As markets continue to expand, the transportation of materials and products across borders may seem to be increasingly challenging. But work is underway to streamline the transportation processes by air, land and sea.
Increasingly, suppliers and customers are located across international borders, raising a constant flow of new issues for manufacturers. These are just a few of the challenges you may be facin -- and, in most cases, developments to watch for.
Shipping by air:
Effective Aug. 1, 2010, air shipments originating in the U.S. became subject to TSA 100% screening requirements. That means every piece of cargo carried on passenger aircraft now requires individual screening before transport, while skids and pallets must be taken apart, screened and reconfigured.
To address potential delays and damage to shipments, TSA has developed the Certified Cargo Screening Program, which will offer a pre-screen option to shippers. TSA has also compiled a list of Independent Cargo Screening Facilities to handle large quantities of product. Most shipping companies, including UPS and FedEx, will be able to assure compliance to customers through these channels.
Shipping by sea:
Inbound Logistics magazine recently published "Ten Tips for Selecting the Right Port." (http://www.inboundlogistics.com/articles/10tips/10tips1209.shtml) Among them are using a port near a trading partner, checking out the proximity of the port's warehouse facilities and trainload facilities, evaluating its investment in infrastructure, knowing its restrictions and asking about its tracking tools.
Shipping by land:
One of the most troubling trends to monitor may be that affecting U.S. companies exporting goods to Mexico. The Mexican government has imposed a new duty on chewing gum and chocolate coming into the country, which has raised manufacturing prices as much as 20 percent for U.S. candy makers. In addition, since the U.S. has excluded Mexican trucks from carrying goods on U.S. highways, Mexico is placing retaliatory tariffs on a number of manufactured products.

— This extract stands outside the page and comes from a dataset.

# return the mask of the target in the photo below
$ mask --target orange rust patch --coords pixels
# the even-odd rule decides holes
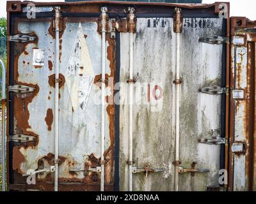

It's not just transportation:
For food manufacturers, in particular, getting goods from place to place provides only one set of challenges. In recent years, the safe production of ingredients and foods distributed worldwide has become a prominent concern; periodic missteps have led to bans on food imports in various countries. To overcome the problem, the International Food Safety Training Laboratory, which is operated by a University of Maryland and FDA collaborative called the Joint Institute for Food Safety and Applied Nutrition, will train scientists from foreign governments and manufacturers on the state-of-the-art methods of analysis to help them meet U.S. food safety standards. That could be good news for U.S. food manufacturers with overseas partners -- or an indication of increased competition ahead.